Members of Victoria’s visually-impaired community have come forward with safety concerns about the Pandora bike lanes.
The biggest problem surrounds the bus stops along Pandora Avenue, which are stationed on meridians across from the bike lanes. While raised crosswalks are in place, there is no way for those with visual impairment to know when they can cross.
“I was standing on the bus stop island, waiting and waiting and thought ‘OK, it must be alright to go’ and I stepped out and a bike passed right in front of me,” said Linda Bartram, chair of the City of Victoria’s Accessibility Working Group, a volunteer group that aims to make policies, services, infrastructure and facilities more accessible. “I don’t hear the bikes until they’re literally in front of me.”
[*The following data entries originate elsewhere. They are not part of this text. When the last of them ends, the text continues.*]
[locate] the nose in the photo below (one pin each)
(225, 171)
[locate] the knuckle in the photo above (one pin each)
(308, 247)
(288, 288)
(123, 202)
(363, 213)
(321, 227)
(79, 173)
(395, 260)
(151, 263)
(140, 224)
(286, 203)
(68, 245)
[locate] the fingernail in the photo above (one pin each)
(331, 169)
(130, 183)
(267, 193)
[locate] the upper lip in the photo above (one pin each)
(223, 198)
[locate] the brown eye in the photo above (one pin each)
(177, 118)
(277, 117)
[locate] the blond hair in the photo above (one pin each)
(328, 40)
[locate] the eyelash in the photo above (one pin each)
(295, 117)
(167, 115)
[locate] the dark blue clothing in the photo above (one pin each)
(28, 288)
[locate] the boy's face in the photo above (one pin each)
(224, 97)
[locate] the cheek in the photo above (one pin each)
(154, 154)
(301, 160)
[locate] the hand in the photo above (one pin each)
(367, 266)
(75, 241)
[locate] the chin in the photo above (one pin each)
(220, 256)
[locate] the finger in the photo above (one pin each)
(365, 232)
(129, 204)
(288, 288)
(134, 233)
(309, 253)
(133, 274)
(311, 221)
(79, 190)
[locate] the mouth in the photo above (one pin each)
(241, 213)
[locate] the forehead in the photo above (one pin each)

Bartram, who is visually impaired, was using the crosswalk as part of a demonstration to Brad Dellebuur, manager of transporation and infrastructure design at the City of Victoria. During the demonstration, Bartram and a partially sighted friend tried crossing both directions, and used both a guide dog and a white cane to test how people would react. Bartram said with her dog, she waited long enough that she could hear her bus passing.
“If I had actually wanted to catch it, I would have missed it,” she said.
When she used her cane, she eventually heard a cyclist joke that they were “at a standoff,” because he had stopped but didn’t know to tell her to go.
Bartram said the demonstration came into fruition after the lanes were already being constructed, because the Accessibility Working Group wasn’t formed until after planning decisions for the Pandora bike lanes had been made.
“We were only asked to comment on the bike lane accessibility to the bus stops, and as a blind person I couldn’t ascertain that it would be in the middle of the road,” she said. “We’ve been told it’s too late to do much about it in terms of changing things; but obviously this group feels something does need to be done.”
Brad Dellabuur said that after he saw the demonstration, he realized there was a problem.
“We came to the conclusion that we need to put some additional markings, which we’ve incorporated in Fort Street at mid-block crosswalks,” he said. “It’s just some additional information for cyclists that there is a legal requirement to stop.”
The additional “crossing ahead” signs are intended to warn cyclists that pedestrians may be ahead, and while they have been incorporated onto Fort Street, they have yet to be placed on Pandora Avenue.
Bartram said the additional signage would help, but that an ideal solution would be some kind of auditory signal that the visually impaired could use.
The difficulty spurred the Canadian Federation of the Blind to come forward with a complaint against the City with the B.C. Human Rights Tribunal. Oriano Belusic, vice-president of the federation, said the City’s actions have put blind peoples’ lives in danger.
“It’s like playing Russian roulette,” Belusic said. “Without eye contact, you really don’t know if you’re gonna get whacked by a bike.”
Belusic said his friend had his cane run over several times, and that he had personally encountered many near-misses.
“If you have a close call experience with a guide dog it could easily ruin their confidence to work, if they survive.”
In their claim, the Canadian Federation of the Blind is asking that the city tear up the floating bus islands, and allow busses to pick up riders from the safety of the sidewalk, noting that more signage does not do enough.
“In order for it to be safe, both parties need to be active in that safety,” Belusic said. “If I put my safety solely in the cyclist’s hands, that’s not good enough, it puts my life and my dog’s life at risk.”
Dellabuur couldn’t comment specifically on the case, but said the City is open minded.
“We’re always open to further design changes and refinements,” he said. “We’re happy to sit down and talk to everyone, we all want the same thing: safe, functional, enjoyable use of public space.”